In the case of UI developers depending on a common REST server, the UI development can be done on the local machine and the REST service should be on a central server. When changes are made to the REST service these should be deployed to the central server (when stable), so all developers can use the newest version (this also helps with testdata).
You could try using a proxy on the developer's machine where some paths redirect to the server and some paths redirect to local folders.
Hmm, I actually didn't really get any information on what kind of technology you're using. If - with UI Developers - you mean designers, which have to take care about the CSS, layout etc, then we do it the same as lud0h said. We (developers) send the UI designers a copy of the server-side produced HTML pages. They then edit the HTML pages according to accessibility guidelines, CSS and layout and send us back the outcome of their work. We use their HTML pages then for integrating them in our web applications.
If you don't just mean tuning CSS, but also to write JavaScript / Ajax functionality you HAVE to use a server with which you're communicating. As you said, normally this is done by having a local environment which is similar to the server-one. In .Net Visual Studio '08 provides an internal webserver, alternatively you have to install IIS locally. In Java environments you have to install Tomcat and related technologies. In my eyes this is a must. What you have to have is
Versioning system (CVS, SVN,...) where developers commit regularly (minutes/hours)

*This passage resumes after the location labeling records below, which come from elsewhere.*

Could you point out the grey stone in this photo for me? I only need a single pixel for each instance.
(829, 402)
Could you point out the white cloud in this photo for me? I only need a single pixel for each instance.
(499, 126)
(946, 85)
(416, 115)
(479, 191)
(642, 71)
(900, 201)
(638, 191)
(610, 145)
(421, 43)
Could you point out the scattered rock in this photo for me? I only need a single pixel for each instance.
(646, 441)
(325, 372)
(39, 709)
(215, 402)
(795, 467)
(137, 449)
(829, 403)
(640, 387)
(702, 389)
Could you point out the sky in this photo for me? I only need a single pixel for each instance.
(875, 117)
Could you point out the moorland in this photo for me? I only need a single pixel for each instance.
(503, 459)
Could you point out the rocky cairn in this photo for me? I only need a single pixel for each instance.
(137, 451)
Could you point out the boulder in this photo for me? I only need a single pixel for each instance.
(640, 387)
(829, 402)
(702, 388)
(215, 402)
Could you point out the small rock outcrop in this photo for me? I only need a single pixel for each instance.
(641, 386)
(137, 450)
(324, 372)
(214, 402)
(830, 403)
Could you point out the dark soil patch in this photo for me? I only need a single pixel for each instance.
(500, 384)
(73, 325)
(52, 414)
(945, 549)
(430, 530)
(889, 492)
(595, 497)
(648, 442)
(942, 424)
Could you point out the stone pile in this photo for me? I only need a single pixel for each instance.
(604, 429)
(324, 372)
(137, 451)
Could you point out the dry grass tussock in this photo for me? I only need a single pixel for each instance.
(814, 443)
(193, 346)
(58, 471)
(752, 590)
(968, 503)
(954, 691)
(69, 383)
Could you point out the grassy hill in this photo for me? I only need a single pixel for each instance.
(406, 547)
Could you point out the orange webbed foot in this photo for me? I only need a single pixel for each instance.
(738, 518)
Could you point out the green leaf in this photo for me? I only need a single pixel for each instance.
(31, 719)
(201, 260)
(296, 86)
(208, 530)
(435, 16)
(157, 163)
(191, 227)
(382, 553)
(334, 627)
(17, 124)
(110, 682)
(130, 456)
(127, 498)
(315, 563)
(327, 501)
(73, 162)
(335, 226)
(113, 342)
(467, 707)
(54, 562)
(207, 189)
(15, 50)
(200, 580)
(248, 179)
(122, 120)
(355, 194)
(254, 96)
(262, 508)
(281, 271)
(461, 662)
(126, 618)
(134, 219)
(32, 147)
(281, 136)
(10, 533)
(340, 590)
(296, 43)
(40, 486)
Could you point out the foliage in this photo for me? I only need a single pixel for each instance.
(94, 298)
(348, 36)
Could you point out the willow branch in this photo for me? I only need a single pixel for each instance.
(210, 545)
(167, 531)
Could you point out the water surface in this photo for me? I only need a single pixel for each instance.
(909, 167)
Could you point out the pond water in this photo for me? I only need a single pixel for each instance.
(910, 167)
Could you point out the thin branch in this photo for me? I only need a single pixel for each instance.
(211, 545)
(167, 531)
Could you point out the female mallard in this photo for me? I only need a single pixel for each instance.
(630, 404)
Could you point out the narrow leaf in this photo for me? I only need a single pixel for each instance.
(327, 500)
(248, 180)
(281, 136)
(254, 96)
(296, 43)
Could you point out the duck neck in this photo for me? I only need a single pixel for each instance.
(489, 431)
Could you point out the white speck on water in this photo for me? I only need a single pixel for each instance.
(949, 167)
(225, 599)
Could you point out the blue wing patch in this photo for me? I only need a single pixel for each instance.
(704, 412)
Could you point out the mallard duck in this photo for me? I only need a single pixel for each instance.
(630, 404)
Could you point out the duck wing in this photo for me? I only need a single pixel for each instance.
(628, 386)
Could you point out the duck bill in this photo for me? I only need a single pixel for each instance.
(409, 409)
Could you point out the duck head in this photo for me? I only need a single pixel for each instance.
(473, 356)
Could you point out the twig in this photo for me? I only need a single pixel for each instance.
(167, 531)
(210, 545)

local environments where developers checkout the source from the repository and develop
Test server where you deploy on a daily basis (could be like daily builds) in order to test your running product
I guess this should be what a professional development environment should consist of. The difference to C/S application development is that web UI and web-client code are not that separable as a Client UI in C/S environment from the server-side. Unless you develop with technologies like GWT or Silverlight which are quite similar to C/S, just running inside the browser, but communicating over RPC calls or web services.
//Edit:
What I nearly forgot. Don't do something like developing on the server directly, meaning that all of the developers access the server's filesystem where the code, UI etc. lies!!
You can use CORS. a new technique just like Ajax, but with ability to make calls on other domains. so you will need only one UI on one server. think this can help you.